Ghufran Khan: “Scalable Analytics on Multi-Streams Dynamic Graphs“

We continue our series of team seminars with our own Ghufran Khan, who will present his PhD thesis titled “Scalable Analytics on Multi-Streams Dynamic Graphs” as a rehearsal for his PhD defense.


The seminar will take place on Thursday, 11th of September, 14:00-15:00, at the Emmy Noether room on the 2nd floor (Alan Turing Building). The presentation will last approximately 45 minutes, followed by feedback and questions to Ghufran.

Abstract:

Many real-time applications, such as financial platforms, social networks, and transportation systems, rely on dynamic graphs built from multiple data streams that are highly dynamic and may arrive out of order.

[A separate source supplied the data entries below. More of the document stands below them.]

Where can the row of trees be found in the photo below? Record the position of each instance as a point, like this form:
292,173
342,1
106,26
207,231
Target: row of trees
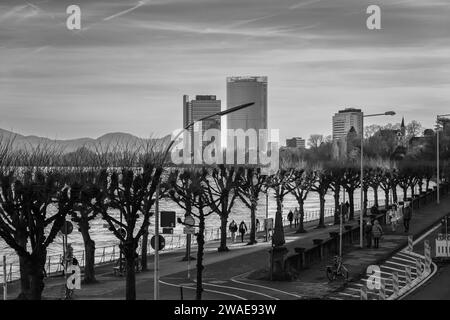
38,196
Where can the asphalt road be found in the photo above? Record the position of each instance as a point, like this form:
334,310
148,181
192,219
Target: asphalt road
437,288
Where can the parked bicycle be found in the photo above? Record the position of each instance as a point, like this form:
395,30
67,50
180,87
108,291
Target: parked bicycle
338,269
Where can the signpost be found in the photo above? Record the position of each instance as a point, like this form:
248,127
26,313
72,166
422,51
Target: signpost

Supporting scalable ingestion with concurrent analytics, ensuring accuracy under out-of-order (ooo) updates, enabling efficient queries on present and historical snapshots, and handling both structural and property updates are major challenges. This thesis introduces HAL, a novel in-memory dynamic graph database engine that addresses these issues by processing updates from multiple streams while supporting concurrent and consistent analytics. At its core, HAL employs the Stream-Time Ordered Adjacency List (STAL), a data structure that maintains updates in stream-time order regardless of their arrival order, combined with a lightweight graph-aware multi-version concurrency control protocol for consistency. Experiments show that HAL achieves ingestion throughput of more than 7.5 million updates per second (up to 73× faster than existing systems) and delivers up to 357× speedups in analytical queries even under ooo updates. Beyond the core system, HAL supports historical queries that reconstruct graphs at any past stream-time moment, and property-rich graphs by allowing arbitrary properties on nodes and edges.